Der Vizechef der SPD-Fraktion im Bundestag, Achim Post, sagte: «Natürlich gilt es jetzt, die slowenische EU-Ratspräsidentschaft so gut es geht dabei zu unterstützen, dass Europa in der Krise weiter zusammenhält.» Das dürfe aber keineswegs bedeuten, dass man Jansa in den nächsten Monaten mit Samthandschuhen anfasst.

Jansa weist die Anschuldigungen zurück.

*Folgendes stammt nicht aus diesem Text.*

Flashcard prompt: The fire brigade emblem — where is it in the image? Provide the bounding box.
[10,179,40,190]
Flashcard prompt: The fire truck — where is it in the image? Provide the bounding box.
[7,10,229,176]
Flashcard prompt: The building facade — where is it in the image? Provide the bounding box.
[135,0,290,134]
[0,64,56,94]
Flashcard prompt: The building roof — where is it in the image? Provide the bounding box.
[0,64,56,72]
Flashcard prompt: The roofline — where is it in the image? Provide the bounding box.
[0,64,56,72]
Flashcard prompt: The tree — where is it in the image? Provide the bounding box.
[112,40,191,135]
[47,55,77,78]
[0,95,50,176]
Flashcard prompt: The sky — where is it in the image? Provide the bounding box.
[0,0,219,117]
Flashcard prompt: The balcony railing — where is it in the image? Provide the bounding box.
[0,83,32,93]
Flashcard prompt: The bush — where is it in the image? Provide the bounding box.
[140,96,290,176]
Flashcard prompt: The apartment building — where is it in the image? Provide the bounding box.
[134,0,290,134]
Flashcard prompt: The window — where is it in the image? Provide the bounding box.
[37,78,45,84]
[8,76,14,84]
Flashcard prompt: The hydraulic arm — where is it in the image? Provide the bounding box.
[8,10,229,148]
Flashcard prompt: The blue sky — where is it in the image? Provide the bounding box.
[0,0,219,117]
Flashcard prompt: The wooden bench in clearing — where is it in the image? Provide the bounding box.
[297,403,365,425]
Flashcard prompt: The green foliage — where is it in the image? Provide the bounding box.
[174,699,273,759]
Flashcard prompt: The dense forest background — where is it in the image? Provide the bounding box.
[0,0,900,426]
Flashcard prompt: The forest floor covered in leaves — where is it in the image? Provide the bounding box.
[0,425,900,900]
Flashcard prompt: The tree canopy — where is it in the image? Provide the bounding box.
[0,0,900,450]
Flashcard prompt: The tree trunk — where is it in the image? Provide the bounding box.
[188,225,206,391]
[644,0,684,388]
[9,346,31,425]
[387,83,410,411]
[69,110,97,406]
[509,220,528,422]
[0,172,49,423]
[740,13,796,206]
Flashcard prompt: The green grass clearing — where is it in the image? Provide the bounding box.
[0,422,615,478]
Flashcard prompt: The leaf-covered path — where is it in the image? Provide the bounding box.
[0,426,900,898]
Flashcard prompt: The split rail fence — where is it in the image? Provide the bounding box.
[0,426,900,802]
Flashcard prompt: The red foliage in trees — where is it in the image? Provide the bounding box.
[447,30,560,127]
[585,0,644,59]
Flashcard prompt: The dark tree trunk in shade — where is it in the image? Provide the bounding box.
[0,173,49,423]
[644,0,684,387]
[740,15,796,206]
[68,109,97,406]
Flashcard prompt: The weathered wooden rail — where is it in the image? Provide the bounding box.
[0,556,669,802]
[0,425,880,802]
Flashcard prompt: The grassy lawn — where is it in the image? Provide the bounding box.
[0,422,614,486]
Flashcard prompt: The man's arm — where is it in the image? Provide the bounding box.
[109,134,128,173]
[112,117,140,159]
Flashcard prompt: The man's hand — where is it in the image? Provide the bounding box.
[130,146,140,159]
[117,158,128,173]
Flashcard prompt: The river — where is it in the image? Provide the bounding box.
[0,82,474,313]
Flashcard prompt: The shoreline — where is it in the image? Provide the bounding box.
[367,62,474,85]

So verteidigt er beispielsweise sein Veto gegen die Entsendung zweier slowenischer Staatsanwälte für die neue Europäische Staatsanwaltschaft damit, dass die Staatsanwaltschaft in der Vergangenheit immer wieder falsche Anschuldigungen gegen Politiker aus seinem rechtsnationalen Lager erhoben habe.

Zum Auftakt der Präsidentschaft warb Jansa am Donnerstag um Unterstützung für seine Prioritäten der Präsidentschaft. Die EU-Erweiterung sei eine strategische Antwort auf wichtige Herausforderungen, sagte er. Wenn die EU sich nicht erweitere, würden das andere tun, warnte er mit Blick auf Interesse von Ländern wie China und Russland auf dem Balkan.